Which debts can I include in a debt management plan?

26 January2010

A debt management plan can be an effective way of making unmanageable debts manageable again. It`s an informal arrangement with your lenders in which you`ll agree to repay your debts in smaller amounts (as much as you can afford once your other priority expenses have been covered) over a longer period of time.

However, a debt management plan isn`t suitable for all debts. Before you go ahead, you should speak with a debt adviser about whether a debt management plan is suitable for your situation.

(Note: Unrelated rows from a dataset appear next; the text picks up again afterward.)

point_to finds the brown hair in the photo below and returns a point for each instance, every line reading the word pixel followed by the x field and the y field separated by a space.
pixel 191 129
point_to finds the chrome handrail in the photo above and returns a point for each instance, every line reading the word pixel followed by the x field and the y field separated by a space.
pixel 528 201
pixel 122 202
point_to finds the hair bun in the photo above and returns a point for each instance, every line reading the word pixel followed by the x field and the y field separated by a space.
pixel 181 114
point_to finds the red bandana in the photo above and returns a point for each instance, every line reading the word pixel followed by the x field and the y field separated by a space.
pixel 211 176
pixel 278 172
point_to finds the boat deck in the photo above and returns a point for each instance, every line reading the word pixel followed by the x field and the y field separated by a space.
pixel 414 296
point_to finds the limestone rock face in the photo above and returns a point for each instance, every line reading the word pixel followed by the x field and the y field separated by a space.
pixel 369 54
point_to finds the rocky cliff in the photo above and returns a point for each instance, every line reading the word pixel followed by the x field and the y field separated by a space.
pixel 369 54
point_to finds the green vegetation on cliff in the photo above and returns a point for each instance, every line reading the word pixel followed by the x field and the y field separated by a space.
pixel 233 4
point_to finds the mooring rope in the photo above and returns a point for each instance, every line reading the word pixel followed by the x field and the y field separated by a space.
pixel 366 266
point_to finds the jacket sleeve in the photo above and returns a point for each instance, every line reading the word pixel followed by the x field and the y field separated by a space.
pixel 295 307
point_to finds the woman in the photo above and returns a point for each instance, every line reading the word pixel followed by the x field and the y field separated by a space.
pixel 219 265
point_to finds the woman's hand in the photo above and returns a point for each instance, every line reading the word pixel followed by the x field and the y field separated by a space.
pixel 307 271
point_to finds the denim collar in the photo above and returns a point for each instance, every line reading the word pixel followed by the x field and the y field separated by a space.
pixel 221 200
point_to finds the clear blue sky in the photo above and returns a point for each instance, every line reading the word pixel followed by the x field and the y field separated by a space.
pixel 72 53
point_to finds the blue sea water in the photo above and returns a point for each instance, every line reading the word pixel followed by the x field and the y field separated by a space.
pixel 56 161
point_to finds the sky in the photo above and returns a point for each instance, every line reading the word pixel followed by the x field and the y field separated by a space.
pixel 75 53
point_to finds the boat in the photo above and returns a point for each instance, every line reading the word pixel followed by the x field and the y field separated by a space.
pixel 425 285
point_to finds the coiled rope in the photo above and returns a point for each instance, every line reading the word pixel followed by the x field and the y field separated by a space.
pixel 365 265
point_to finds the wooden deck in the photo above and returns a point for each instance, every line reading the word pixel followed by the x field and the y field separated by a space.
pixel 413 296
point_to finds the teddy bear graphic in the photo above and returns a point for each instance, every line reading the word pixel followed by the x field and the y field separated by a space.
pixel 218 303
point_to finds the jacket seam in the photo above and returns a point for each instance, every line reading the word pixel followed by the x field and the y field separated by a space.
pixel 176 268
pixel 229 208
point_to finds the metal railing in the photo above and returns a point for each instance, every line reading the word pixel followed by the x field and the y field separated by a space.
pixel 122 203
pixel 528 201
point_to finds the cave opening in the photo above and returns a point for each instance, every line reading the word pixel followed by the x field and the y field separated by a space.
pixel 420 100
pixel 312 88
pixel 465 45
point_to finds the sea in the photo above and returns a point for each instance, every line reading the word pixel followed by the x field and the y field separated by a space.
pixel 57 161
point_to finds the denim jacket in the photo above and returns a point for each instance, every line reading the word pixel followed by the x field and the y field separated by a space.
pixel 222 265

What does a debt management plan cover?

In general, the answer to this is fairly simple: a debt management plan can directly cover non-priority debts (e.g. unsecured loans, credit cards, bill arrears, etc.), but it won`t cover your priority debts (e.g. mortgage, secured loans, etc.).

In the case of secured priority debts, your terms will state that your home (or other assets, depending on what you have secured the debt against) can be repossessed and sold in the event that you can`t keep up with the repayments, so it`s very unlikely that your secured lenders would allow you to include these debts on a debt management plan.

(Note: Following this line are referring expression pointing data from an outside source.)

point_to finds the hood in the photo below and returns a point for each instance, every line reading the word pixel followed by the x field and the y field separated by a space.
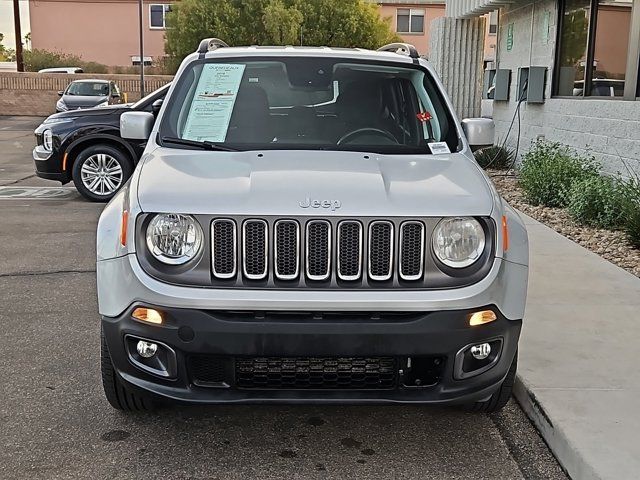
pixel 81 101
pixel 312 183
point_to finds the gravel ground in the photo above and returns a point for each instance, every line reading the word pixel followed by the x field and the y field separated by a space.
pixel 612 246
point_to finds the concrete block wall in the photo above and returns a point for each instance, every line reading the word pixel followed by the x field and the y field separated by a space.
pixel 609 129
pixel 37 93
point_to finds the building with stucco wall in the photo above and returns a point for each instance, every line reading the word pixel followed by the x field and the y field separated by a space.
pixel 103 31
pixel 590 53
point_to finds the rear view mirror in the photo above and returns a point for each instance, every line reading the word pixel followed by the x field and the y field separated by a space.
pixel 155 106
pixel 136 125
pixel 480 132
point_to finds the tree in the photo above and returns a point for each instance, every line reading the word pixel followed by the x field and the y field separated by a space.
pixel 334 23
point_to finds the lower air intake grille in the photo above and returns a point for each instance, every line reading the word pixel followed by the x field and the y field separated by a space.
pixel 308 373
pixel 206 370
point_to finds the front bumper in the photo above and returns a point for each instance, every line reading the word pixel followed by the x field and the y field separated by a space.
pixel 241 335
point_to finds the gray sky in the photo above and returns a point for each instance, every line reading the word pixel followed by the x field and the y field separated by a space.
pixel 6 21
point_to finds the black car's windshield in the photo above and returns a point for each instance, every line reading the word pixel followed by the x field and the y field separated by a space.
pixel 309 103
pixel 88 89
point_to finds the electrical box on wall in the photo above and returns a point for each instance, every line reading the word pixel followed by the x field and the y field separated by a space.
pixel 487 88
pixel 502 84
pixel 531 84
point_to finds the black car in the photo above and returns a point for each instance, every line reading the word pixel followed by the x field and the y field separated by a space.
pixel 85 146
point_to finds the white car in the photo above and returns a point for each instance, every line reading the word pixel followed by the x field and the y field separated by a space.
pixel 309 225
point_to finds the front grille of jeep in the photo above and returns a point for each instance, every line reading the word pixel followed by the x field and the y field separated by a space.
pixel 318 250
pixel 308 373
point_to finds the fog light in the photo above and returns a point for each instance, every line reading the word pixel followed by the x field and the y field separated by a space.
pixel 146 349
pixel 479 352
pixel 480 318
pixel 148 315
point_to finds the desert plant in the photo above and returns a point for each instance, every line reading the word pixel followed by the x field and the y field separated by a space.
pixel 549 170
pixel 599 201
pixel 496 157
pixel 631 223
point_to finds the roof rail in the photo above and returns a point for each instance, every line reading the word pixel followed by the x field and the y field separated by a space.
pixel 209 44
pixel 401 48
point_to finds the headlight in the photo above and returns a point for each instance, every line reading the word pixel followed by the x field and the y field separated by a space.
pixel 458 242
pixel 47 140
pixel 51 120
pixel 173 238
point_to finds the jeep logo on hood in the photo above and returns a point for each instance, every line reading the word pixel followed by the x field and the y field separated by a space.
pixel 310 203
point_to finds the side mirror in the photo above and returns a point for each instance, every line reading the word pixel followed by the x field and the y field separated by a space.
pixel 155 106
pixel 136 125
pixel 480 132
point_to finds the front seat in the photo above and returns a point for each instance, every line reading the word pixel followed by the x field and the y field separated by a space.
pixel 358 106
pixel 250 121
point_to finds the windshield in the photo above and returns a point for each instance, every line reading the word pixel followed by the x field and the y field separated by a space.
pixel 88 89
pixel 153 96
pixel 308 103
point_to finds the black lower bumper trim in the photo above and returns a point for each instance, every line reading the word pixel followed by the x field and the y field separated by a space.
pixel 410 360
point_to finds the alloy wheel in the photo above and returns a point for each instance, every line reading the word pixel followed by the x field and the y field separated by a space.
pixel 101 174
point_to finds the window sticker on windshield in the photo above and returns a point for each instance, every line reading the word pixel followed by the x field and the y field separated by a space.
pixel 213 102
pixel 439 148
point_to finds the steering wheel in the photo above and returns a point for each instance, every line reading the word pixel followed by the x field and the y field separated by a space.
pixel 362 131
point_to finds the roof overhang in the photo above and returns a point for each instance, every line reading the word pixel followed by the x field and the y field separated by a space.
pixel 475 8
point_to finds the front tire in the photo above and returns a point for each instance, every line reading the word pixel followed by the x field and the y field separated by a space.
pixel 100 171
pixel 117 395
pixel 500 397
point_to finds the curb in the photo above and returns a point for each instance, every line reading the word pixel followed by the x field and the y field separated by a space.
pixel 571 460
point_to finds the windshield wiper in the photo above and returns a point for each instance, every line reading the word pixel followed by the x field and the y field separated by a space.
pixel 206 145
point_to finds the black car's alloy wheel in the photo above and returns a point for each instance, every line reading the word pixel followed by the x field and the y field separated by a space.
pixel 99 171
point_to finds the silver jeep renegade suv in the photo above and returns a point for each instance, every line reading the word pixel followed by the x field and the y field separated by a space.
pixel 309 225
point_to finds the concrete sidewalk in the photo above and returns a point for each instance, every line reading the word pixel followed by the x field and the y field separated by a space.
pixel 579 375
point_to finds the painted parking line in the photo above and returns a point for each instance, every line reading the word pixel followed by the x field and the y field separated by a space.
pixel 38 193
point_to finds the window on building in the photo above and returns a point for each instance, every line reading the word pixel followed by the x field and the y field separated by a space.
pixel 410 20
pixel 593 49
pixel 493 23
pixel 157 15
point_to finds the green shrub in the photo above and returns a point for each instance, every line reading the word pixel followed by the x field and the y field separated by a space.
pixel 599 201
pixel 549 170
pixel 632 215
pixel 497 157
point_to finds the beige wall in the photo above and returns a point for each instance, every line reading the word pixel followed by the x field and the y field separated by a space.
pixel 101 31
pixel 37 93
pixel 420 40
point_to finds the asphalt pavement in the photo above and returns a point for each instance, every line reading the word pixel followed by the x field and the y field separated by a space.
pixel 55 422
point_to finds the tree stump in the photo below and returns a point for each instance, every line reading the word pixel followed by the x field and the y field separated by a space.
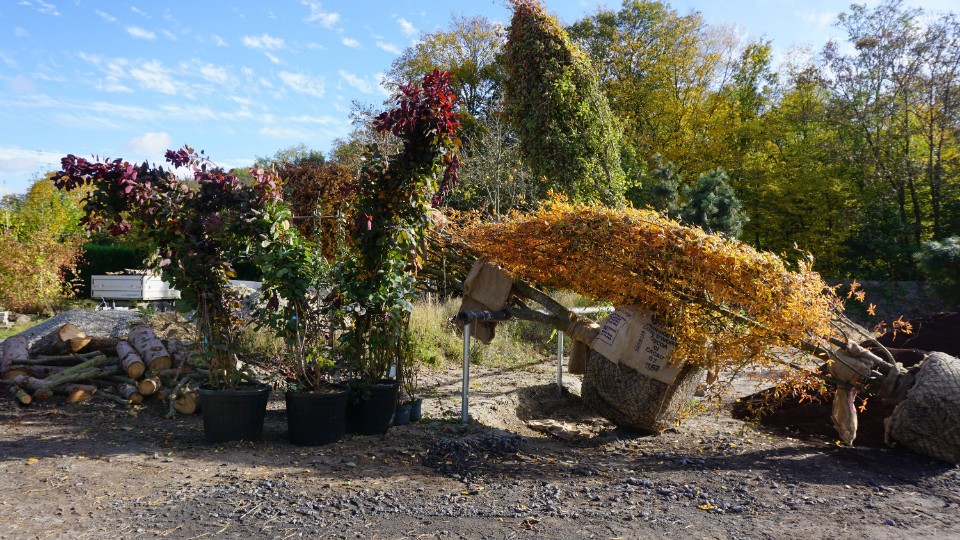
pixel 67 339
pixel 634 401
pixel 150 348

However, it`s not quite as simple as a matter of priority vs. non-priority debts. A debt management plan can cover arrears on secured debts - as well as arrears on utility bills, tax, phone bills, etc. - and although it won`t cover secured or other priority debts directly, your monthly payments will be made to fit around these, so that you`ll be able to afford all your essential expenses.

If you`re thinking about entering into a debt management plan but don`t know if all your debts can be included, it`s important that you speak with a professional debt adviser.